Santa Rosa (2b)- Por Jotaté. La provincia de La Pampa viene cumpliendo estrictamente la cuarentena obligatoria nacional, y muestra de eso es el rol que ocupó el gobierno pampeano para actuar rápidamente y subirse a la ola de control social desenfrenado en la «guerra» contra el coronavirus. Por eso, lejos de ser una provincia de anarquistas y bairolettos, La Pampa, fue una de las primeras en cerrar sus fronteras, en bajar los impuestos fiscales o en publicar listas oficiales de sus turistas por el mundo con el fin de ponerse en caja y guardarse-y luchar contra el virus, claro-. Más allá de esto, ¿cómo respondió el pampeano al hecho de tener que quedarse en su casa?
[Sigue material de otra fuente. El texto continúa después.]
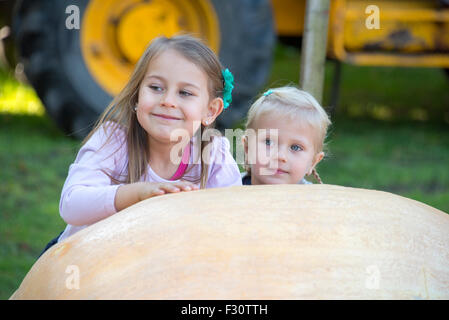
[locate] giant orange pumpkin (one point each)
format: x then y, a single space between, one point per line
254 242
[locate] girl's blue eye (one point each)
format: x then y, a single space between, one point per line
295 147
185 93
155 88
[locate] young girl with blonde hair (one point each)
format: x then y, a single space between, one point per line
284 137
145 143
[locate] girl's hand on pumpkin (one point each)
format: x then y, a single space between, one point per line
152 189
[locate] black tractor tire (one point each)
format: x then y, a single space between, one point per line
55 67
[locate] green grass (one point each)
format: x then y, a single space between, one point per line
375 142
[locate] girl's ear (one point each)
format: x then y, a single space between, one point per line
318 157
214 109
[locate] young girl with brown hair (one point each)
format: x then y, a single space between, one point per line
146 142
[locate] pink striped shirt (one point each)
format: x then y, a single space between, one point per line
88 194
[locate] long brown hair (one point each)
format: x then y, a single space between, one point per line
120 113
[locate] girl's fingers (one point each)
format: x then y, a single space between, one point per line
187 185
170 188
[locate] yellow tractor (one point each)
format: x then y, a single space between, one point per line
78 54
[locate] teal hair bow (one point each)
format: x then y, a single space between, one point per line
228 80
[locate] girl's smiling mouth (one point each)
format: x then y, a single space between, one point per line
280 171
162 116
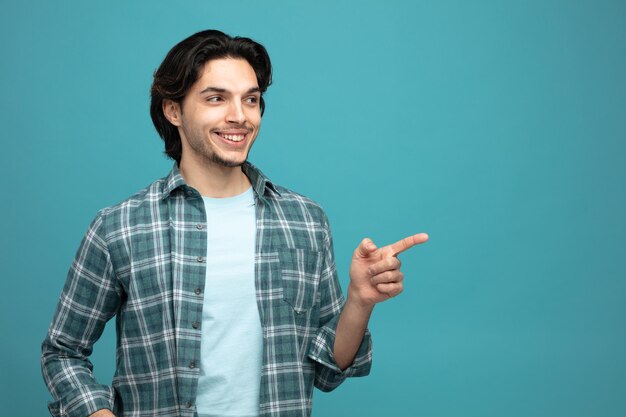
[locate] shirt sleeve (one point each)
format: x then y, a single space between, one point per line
328 375
90 297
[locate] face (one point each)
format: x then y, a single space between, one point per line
220 116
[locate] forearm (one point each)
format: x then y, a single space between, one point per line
350 330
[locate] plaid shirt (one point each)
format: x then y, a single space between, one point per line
143 262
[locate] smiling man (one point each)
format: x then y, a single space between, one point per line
223 284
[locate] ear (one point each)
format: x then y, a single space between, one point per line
172 112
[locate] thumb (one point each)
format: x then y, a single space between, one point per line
366 247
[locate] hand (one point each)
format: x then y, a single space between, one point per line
375 272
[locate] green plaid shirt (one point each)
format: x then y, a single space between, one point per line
142 261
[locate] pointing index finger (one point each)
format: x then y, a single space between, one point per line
407 243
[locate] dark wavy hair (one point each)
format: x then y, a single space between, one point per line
181 67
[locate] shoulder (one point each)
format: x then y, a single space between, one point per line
296 204
141 207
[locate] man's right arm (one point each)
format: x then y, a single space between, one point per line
90 297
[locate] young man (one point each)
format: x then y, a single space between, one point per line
223 284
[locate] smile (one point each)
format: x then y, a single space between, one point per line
233 137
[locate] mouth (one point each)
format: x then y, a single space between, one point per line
232 136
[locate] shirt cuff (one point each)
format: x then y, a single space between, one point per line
328 375
83 401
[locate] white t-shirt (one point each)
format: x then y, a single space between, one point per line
232 337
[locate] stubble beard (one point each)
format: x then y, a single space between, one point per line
205 149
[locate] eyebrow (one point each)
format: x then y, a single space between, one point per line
211 89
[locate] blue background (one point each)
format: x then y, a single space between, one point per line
498 127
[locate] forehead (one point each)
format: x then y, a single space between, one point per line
232 74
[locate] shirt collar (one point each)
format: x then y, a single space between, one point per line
260 183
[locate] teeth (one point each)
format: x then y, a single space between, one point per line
234 138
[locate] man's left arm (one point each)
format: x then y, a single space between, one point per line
374 277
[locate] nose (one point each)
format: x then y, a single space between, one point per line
235 113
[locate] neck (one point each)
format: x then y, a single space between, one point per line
212 180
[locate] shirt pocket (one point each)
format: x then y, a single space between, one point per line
300 272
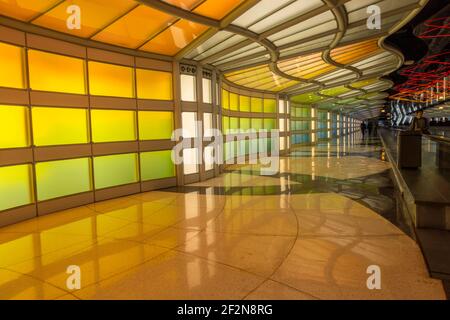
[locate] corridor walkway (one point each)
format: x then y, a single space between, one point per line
310 232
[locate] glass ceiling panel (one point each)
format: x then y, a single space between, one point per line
245 51
335 91
95 15
307 46
363 83
174 38
290 11
215 44
184 4
325 21
259 11
217 9
307 98
25 10
326 26
133 29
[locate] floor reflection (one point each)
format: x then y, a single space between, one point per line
309 232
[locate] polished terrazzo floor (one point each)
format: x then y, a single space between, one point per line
309 232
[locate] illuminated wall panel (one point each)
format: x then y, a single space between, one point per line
270 105
225 99
257 124
256 104
113 125
14 127
157 165
208 124
234 102
155 125
245 124
56 179
11 65
56 73
269 124
190 160
124 167
154 85
225 124
188 88
209 158
207 90
59 126
244 103
111 80
15 186
234 124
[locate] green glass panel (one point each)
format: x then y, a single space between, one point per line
56 179
155 125
115 170
157 165
15 186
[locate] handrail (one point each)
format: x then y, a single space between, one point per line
440 139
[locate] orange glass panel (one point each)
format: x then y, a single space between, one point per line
184 4
24 9
216 9
135 28
174 38
95 15
11 66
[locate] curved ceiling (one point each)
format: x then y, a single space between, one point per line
315 51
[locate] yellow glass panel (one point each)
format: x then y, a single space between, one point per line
111 80
61 178
95 15
184 4
174 38
155 125
14 127
157 165
53 72
234 101
113 125
270 105
15 186
115 170
135 28
11 66
24 9
155 85
59 126
256 104
244 103
225 99
216 9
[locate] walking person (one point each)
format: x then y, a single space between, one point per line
370 127
420 123
363 128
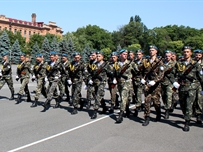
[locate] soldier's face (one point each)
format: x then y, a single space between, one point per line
100 57
152 52
198 56
139 55
187 53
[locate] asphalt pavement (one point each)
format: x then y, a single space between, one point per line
29 129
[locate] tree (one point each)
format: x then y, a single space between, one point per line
15 52
86 53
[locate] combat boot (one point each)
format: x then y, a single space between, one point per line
94 115
199 120
18 99
146 122
75 111
186 128
167 114
120 117
34 104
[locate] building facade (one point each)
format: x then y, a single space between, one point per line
27 28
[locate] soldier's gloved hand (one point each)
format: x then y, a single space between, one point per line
17 78
90 82
152 83
114 81
33 78
69 81
143 81
176 85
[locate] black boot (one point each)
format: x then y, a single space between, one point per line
199 120
18 99
75 111
34 104
167 114
94 115
120 117
186 127
146 122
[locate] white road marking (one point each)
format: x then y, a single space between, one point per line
62 133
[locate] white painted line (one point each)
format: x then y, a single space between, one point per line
62 133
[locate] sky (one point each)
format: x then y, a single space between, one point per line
107 14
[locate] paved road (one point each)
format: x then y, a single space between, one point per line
28 129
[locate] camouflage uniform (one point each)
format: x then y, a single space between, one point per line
152 93
23 72
6 77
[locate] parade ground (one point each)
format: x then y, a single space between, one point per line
29 129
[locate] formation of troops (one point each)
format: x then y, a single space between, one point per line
128 75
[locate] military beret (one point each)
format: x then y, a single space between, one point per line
123 50
65 55
153 47
198 51
4 54
52 53
186 47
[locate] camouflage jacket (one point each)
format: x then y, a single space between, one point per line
169 72
188 80
6 69
156 74
39 70
24 69
77 71
53 70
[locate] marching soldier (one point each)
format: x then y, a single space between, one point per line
124 76
153 71
77 70
39 74
189 75
90 68
6 74
23 73
113 66
167 82
53 75
98 79
197 106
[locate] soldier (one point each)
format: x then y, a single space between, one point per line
137 85
90 67
189 75
23 73
39 74
53 76
113 66
167 82
197 106
124 76
97 79
153 72
6 74
77 70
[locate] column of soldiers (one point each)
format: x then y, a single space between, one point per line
128 75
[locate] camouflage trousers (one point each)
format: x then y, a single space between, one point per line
41 88
113 93
152 95
76 93
52 91
125 90
137 88
166 93
198 103
98 94
9 82
187 98
24 86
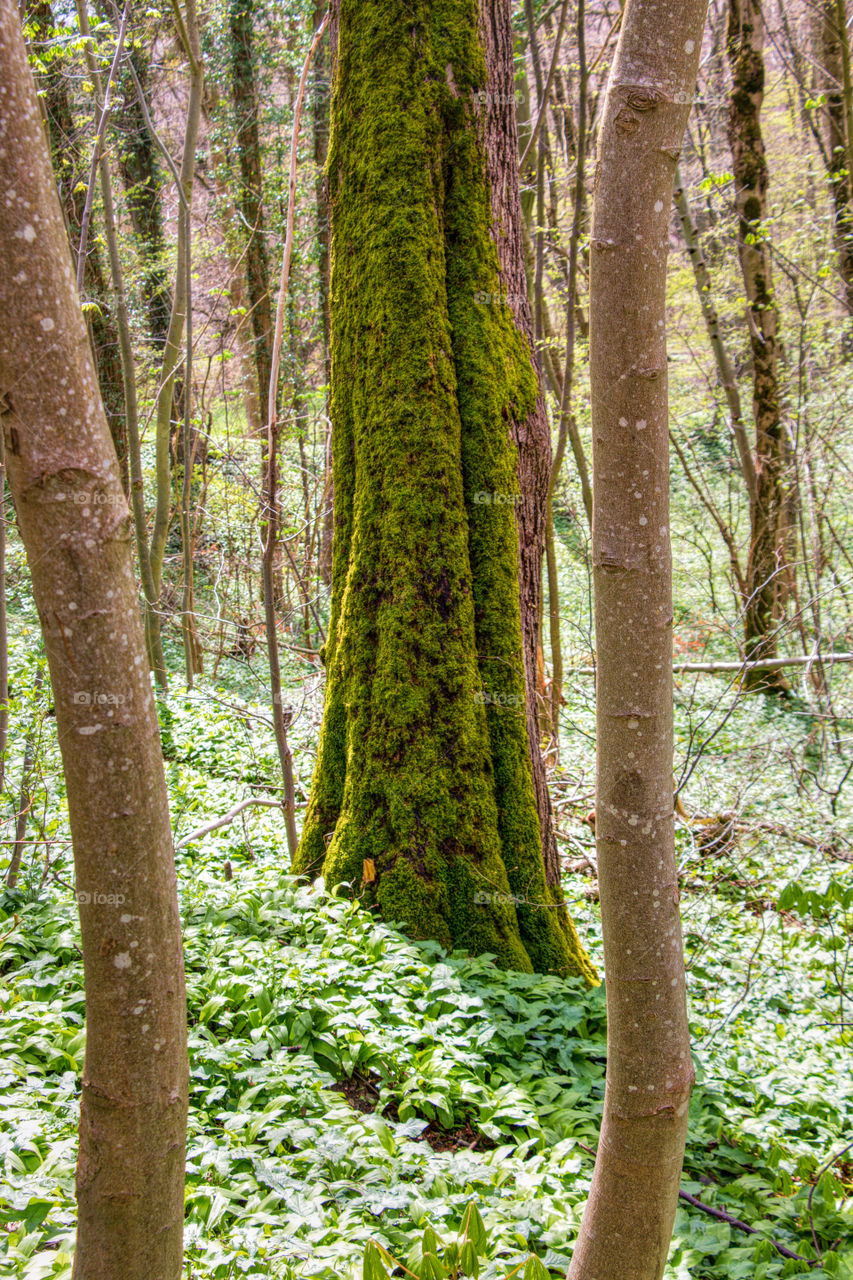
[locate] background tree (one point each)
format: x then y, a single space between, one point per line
767 562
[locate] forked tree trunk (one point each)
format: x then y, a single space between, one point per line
76 528
628 1220
424 786
767 551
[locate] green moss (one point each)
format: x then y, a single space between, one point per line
423 799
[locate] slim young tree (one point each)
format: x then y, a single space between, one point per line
76 528
250 187
629 1215
69 170
769 521
425 787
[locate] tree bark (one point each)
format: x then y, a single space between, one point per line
74 524
137 160
187 26
766 562
424 785
629 1215
69 170
830 55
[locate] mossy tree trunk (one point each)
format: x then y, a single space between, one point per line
766 563
76 529
424 795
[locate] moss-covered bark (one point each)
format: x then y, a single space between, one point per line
423 796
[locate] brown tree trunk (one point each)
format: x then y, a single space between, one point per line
137 161
69 169
74 525
766 562
628 1220
530 434
320 137
835 133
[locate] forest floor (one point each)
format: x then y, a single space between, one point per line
349 1084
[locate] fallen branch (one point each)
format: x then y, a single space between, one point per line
720 1214
226 818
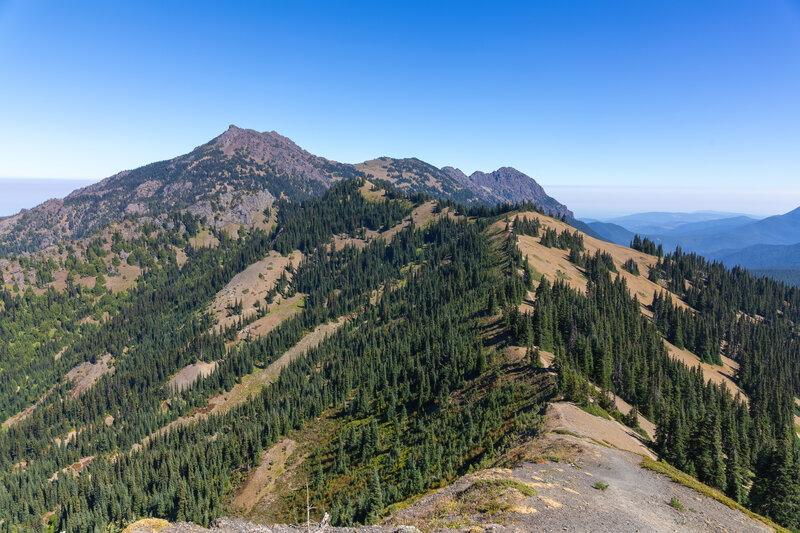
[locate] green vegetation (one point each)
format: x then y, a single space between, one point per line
420 396
688 481
676 503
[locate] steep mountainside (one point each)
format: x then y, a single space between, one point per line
505 185
240 173
376 347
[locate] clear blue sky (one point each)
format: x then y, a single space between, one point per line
691 96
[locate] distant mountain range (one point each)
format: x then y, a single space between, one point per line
246 170
771 245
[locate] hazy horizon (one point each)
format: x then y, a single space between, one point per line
586 201
613 94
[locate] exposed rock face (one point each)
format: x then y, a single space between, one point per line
270 147
255 168
510 185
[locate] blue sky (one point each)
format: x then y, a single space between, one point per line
698 98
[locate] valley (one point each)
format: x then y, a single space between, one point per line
413 352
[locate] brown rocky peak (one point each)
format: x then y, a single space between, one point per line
270 147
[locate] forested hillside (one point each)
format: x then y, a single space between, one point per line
446 331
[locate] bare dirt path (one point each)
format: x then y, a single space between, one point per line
572 418
555 483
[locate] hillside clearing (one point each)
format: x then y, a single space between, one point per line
253 383
550 484
86 374
186 376
250 286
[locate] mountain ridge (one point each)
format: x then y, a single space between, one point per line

No podemos saberlo, es decir, lo que piensa subjetivamente, aunque para eso, podemos hacer hablar a los datos. Según fuentes del Superior Tribunal de Justicia, el número de detenidos en la provincia representa el 0,5% de la población.
Vivir encerrado se hace imposible. En Santa Rosa la imagen de la cuarentena es desoladora en una ciudad de por si desoladora. En los pueblos ni hablar. Según un lector fiel de 2b que reside en Arata nos describe un paisaje que ni el más melancólico de los poetas podría representar; dice que Bustriazo Ortiz se hubiera cortado las venas con el filo de una botella de ginebra Bols ante semejante aislamiento social- le gustaba caminar por las calles-. Además, los pampeanos del oeste, los que de por sí deambulan por un desierto inmenso y vacío donde el único entretenimiento es salir cazar o carnear animales también se les hace difícil convivir encerrados con ellos mismos, por eso, la cuarentena en los pueblos -por ejemplo Arata- es lo más parecido a una cárcel con las puertas abiertas pero con un guardia apuntándote desde una cabina.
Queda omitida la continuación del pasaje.